Vlot van Oranje
In mijn tijd was ik Rensenbrink en mijn oranje shirtje met zwarte leeuw vervulde mij iedere keer met trots. Zo’n oversized shirt met lange mouwen, waarin je vrij onnavolgbare passeerbewegingen kon uitvoeren. Op het veldje aan de overkant speelden we de wedstrijden na en de wereld lag aan onze kicksen. Hongerig vroeg in de ochtend naar de radio luisteren over de jongens. En ja, ze hadden het weer geflikt. En nu? Moet een Hans van Breukelen onze aanstaande bondscoach gaan benaderen? Een beetje vent zegt dan geheid nee en dus zal Oranje zich moeten gaan bezinnen; of ze voor volk en vaderland willen gaan spelen, of voor kleinzielige egotrippers vriendschappelijk in de marge hun wedstrijdjes verplicht moeten blijven invullen. Want hoe nog dit tij te keren? Waar onze veldspelers in weelde achter die bal aan moeten gaan rennen.
Ook in het echte Oranje spelen ‘kwesties’ en dan heb ik het niet over de sponsoring.
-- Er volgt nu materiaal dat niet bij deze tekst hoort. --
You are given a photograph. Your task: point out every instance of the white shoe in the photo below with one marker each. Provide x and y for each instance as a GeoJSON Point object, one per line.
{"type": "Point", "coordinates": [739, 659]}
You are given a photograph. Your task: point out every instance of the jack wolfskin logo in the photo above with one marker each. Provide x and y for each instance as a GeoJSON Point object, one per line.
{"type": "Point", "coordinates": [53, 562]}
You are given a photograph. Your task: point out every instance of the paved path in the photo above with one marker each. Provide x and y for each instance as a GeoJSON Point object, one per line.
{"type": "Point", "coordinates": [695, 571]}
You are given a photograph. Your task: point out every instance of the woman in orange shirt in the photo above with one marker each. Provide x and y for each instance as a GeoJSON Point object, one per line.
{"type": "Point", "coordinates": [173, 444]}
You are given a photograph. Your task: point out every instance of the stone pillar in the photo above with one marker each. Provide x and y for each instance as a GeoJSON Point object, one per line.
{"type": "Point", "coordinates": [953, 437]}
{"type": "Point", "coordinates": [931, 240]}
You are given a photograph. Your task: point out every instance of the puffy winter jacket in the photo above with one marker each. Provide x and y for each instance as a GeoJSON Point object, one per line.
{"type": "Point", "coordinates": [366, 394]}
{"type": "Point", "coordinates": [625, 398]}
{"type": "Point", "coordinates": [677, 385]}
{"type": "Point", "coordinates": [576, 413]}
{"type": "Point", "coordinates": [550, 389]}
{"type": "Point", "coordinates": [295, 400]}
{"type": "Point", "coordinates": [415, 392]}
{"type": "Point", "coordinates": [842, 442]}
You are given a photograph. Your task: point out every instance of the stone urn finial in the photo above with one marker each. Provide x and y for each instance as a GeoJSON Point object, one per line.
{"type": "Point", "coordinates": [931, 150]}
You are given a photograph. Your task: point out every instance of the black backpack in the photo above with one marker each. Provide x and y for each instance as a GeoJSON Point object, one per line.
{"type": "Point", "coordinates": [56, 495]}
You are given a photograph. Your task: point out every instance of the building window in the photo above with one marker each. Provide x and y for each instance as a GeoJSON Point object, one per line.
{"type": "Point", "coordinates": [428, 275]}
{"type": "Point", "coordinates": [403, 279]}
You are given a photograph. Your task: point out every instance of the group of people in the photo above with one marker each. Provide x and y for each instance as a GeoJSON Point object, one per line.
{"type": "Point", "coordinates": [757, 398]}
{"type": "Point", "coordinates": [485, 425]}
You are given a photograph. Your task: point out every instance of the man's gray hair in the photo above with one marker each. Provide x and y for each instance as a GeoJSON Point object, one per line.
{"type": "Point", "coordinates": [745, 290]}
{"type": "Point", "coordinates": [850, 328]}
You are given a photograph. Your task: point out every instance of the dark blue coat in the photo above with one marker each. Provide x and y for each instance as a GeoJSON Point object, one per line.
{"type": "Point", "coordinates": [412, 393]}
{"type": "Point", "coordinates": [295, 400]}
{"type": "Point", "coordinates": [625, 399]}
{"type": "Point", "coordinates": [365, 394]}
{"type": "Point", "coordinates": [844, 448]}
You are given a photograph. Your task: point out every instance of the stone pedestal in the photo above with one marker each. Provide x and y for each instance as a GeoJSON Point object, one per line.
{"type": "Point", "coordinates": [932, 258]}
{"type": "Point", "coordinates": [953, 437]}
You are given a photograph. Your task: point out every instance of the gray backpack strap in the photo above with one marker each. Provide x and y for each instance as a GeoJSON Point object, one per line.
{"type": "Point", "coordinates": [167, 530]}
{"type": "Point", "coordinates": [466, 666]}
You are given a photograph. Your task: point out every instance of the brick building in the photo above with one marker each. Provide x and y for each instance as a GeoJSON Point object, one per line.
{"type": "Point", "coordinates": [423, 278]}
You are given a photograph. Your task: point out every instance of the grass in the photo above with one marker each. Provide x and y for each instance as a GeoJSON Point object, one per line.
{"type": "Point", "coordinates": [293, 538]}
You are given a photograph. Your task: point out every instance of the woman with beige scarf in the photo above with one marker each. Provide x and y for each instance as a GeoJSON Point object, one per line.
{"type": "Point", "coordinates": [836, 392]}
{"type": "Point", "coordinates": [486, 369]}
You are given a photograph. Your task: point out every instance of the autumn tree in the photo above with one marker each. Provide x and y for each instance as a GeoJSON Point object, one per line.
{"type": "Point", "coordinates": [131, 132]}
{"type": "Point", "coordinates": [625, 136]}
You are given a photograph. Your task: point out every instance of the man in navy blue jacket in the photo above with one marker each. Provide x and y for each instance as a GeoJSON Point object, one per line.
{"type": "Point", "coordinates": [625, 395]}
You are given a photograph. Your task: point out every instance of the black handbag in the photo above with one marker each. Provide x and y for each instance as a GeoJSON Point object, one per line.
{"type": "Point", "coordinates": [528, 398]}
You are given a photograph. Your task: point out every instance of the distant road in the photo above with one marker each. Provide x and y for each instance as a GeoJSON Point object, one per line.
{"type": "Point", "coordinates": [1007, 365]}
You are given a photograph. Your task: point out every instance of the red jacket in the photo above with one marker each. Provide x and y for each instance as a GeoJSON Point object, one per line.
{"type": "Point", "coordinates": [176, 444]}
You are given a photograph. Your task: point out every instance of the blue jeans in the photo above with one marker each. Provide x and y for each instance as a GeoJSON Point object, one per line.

Als BFF van het Argentijnse presidentiele stel profileert men zich zonder schaamte in gelijke weelde. Okay, ook in de pampa is door het parallel uitgevoerd neoliberalisme de armoede gestaag gegroeid. De koningin spreekt dezelfde taal dus wat dat aangaat weer wel begrijpelijk. Maar de gewetensvraag dringt zich op; welk paspoort ze het meest dierbaar houdt? Met de beste maatjes zijn, beantwoord ze die vraag zelf. Tenminste met dat geen verkeerd woord over het macabere feit, van de eerste politieke gevangene sinds de junta. Macaber omdat het verleden door Macri is gereduceerd tot een vervelende ‘kwestie’, waar hij de cijfers niet zo van belang meer vindt. Door zich zo trendmatig louter te richten op de toekomst, kleineert hij de dolle moeders in zekere mate. Maar ze zijn BFF en dan kom je daar met echt gegronde kritiek niet meer tussen. Dergelijke disbalans in politieke macht ontrolt zich voor onze ogen en dat doet wat.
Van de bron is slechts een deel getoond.